Benchmark broken on H100
FrederikAbitz opened this issue · 0 comments
FrederikAbitz commented
(textgen) ubuntu@anon:~/text-generation-webui/repositories/GPTQ-for-LLaMa$ stdbuf --output=L python -u llama.py ~/text-generation-webui/models/llama-7b-hf c4 \
> --wbits 4 \
> --groupsize 128 \
> --load ~/text-generation-webui/models/llama-7b-4bit-128g_true-seq_act-order.safetensors \
> --benchmark 2048 \
> --check 2>&1 \
> | tee llama-7b-4bit-128g_true-seq_act-order_bench.log
Loading model ...
/home/ubuntu/miniconda3/envs/textgen/lib/python3.11/site-packages/safetensors/torch.py:99: UserWarning: TypedStorage is deprecated. It will be removed in the future and UntypedStorage will be the only storage class. This should only matter to you if you are using storages directly. To access UntypedStorage directly, use tensor.untyped_storage() instead of tensor.storage()

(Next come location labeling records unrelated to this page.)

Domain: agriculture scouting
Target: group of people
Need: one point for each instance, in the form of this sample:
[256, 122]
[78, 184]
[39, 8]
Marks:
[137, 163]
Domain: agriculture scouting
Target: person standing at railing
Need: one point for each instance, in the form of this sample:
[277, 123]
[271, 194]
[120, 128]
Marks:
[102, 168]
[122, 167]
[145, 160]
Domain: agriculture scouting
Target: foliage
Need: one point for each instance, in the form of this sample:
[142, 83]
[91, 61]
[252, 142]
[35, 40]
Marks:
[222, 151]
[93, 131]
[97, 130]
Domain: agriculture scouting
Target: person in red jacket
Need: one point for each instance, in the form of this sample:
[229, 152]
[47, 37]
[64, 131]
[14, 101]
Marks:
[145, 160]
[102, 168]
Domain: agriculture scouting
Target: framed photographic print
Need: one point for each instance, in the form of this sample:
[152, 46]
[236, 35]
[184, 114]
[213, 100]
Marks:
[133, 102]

with safe_open(filename, framework="pt", device=device) as f:
Found 3 unique KN Linear values.
Warming up autotune cache ...
0%| | 0/12 [00:00<?, ?it/s]python: /opt/conda/conda-bld/torchtriton_1677881353797/work/lib/Dialect/TritonGPU/Transforms/Combine.cpp:870: int {anonymous}::{anonymous}::computeCapabilityToMMAVersion(int): Assertion `false && "computeCapability > 90 not supported"' failed.
Quantization itself works, only the benchmark is broken as of 0578159.